Avec ce projet, Claude sort véritablement de sa zone de confort. Il apprécie particulièrement le fait, outre de travailler avec des gens passionnés, de pouvoir sensibiliser la population à l’importance de l’art visuel. En peignant devant les gens, ceux-ci s’arrêtent et posent des questions, autant sur le projet que sur l’art. «Nous allons prolonger les rencontres à Ham-Nord. J’ai trouvé un local où nous allons pouvoir finaliser la toile», ajoute-t-il.

L’instigateur Éric Sevellec n’a pas mis beaucoup de temps à mettre le projet en branle, même s’il y pensait depuis longtemps. «J’ai contacté Nancy et Claude, ils ont accepté en cinq minutes», souligne-t-il.

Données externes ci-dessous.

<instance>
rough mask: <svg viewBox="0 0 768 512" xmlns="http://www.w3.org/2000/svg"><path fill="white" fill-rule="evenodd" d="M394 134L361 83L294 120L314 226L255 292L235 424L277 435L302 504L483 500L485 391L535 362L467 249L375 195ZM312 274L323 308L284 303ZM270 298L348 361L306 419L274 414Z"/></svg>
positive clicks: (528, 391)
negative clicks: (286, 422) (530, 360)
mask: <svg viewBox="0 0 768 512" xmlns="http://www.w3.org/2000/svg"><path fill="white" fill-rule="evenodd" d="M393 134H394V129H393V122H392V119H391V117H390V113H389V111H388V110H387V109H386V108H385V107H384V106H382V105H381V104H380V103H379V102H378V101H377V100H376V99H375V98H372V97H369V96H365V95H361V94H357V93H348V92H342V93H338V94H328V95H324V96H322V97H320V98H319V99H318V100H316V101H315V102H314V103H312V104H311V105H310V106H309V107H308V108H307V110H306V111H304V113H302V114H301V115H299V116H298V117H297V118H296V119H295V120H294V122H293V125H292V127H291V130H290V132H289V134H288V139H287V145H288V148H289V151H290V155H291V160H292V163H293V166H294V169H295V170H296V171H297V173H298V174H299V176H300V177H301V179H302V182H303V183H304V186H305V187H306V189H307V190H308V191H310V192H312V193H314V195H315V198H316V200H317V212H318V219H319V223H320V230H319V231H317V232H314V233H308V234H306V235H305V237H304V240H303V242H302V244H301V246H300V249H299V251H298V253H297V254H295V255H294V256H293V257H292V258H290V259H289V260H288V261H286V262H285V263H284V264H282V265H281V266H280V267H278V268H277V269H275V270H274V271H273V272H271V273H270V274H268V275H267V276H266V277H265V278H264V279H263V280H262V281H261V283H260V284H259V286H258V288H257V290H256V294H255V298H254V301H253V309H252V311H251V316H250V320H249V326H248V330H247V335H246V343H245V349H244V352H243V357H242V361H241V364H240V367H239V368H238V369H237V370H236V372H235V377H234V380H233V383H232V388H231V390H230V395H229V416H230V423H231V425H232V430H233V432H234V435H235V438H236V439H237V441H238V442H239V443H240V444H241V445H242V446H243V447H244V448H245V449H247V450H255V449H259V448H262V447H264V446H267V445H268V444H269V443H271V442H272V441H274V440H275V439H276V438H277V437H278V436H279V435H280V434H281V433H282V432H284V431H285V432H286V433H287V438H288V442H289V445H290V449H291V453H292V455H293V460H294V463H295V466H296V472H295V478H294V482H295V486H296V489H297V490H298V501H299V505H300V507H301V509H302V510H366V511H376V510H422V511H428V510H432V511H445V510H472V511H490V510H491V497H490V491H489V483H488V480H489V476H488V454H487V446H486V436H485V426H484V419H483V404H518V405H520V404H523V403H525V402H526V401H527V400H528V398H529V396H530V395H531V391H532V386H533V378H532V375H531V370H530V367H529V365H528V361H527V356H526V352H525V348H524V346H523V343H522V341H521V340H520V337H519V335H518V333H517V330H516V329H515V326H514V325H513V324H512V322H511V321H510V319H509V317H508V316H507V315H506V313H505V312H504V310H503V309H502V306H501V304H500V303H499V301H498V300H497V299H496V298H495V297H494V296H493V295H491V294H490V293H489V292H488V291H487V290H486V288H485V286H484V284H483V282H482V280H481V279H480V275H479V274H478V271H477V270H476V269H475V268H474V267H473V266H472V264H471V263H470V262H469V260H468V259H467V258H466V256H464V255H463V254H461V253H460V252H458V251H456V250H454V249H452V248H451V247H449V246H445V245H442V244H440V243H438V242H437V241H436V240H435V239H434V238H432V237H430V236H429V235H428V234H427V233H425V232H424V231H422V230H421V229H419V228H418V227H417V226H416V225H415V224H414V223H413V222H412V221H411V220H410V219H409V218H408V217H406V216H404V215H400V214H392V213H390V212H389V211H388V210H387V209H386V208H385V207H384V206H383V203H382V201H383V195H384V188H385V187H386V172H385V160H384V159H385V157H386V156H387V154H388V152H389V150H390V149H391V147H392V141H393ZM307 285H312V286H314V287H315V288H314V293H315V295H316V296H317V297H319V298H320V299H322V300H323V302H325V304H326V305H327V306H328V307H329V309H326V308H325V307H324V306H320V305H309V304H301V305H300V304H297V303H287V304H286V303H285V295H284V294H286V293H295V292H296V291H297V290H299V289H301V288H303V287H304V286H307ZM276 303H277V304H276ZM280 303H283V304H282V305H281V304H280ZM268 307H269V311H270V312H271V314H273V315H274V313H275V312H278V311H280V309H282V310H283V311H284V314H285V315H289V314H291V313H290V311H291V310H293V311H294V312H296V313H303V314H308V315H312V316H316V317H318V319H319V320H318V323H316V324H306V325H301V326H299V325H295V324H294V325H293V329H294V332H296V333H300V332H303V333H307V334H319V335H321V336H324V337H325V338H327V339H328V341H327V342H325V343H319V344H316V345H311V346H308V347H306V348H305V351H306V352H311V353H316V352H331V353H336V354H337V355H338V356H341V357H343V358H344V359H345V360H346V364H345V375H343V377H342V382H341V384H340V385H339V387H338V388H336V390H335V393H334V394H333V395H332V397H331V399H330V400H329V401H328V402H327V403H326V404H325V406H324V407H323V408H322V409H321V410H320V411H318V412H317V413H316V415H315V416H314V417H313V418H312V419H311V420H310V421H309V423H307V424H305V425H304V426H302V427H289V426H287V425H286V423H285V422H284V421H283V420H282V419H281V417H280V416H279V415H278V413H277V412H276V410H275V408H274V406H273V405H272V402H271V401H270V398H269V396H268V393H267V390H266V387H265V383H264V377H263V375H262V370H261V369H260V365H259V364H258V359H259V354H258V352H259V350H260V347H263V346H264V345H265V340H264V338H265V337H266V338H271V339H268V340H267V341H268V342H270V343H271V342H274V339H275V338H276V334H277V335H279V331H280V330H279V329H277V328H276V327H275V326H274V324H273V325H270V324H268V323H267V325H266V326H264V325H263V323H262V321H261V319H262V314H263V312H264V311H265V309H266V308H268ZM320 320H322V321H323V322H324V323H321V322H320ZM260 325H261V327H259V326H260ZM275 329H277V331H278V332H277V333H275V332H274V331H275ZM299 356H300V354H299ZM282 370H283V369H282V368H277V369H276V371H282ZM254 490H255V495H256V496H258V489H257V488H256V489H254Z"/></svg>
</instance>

Et pour obtenir le maximum de visibilité, le projet s’est installé à la Grande Place des Bois-Francs pour quelques week-ends. D’ailleurs, le parrain d’honneur du projet, André Bellavance, se fait un devoir d’aller faire son tour régulièrement afin de voir l’avancement de la toile. «C’est ma 3e collaboration avec Éric et l’important avec ce projet c’est d’aplanir les préjugés envers la différence. Mais quand ils sont les quatre ensemble, il n’y a pas de différence», explique-t-il.

La sensibilisation est un aspect primordial de ce projet et voyant le nombre de gens qui s’arrêtent, on peut conclure au succès.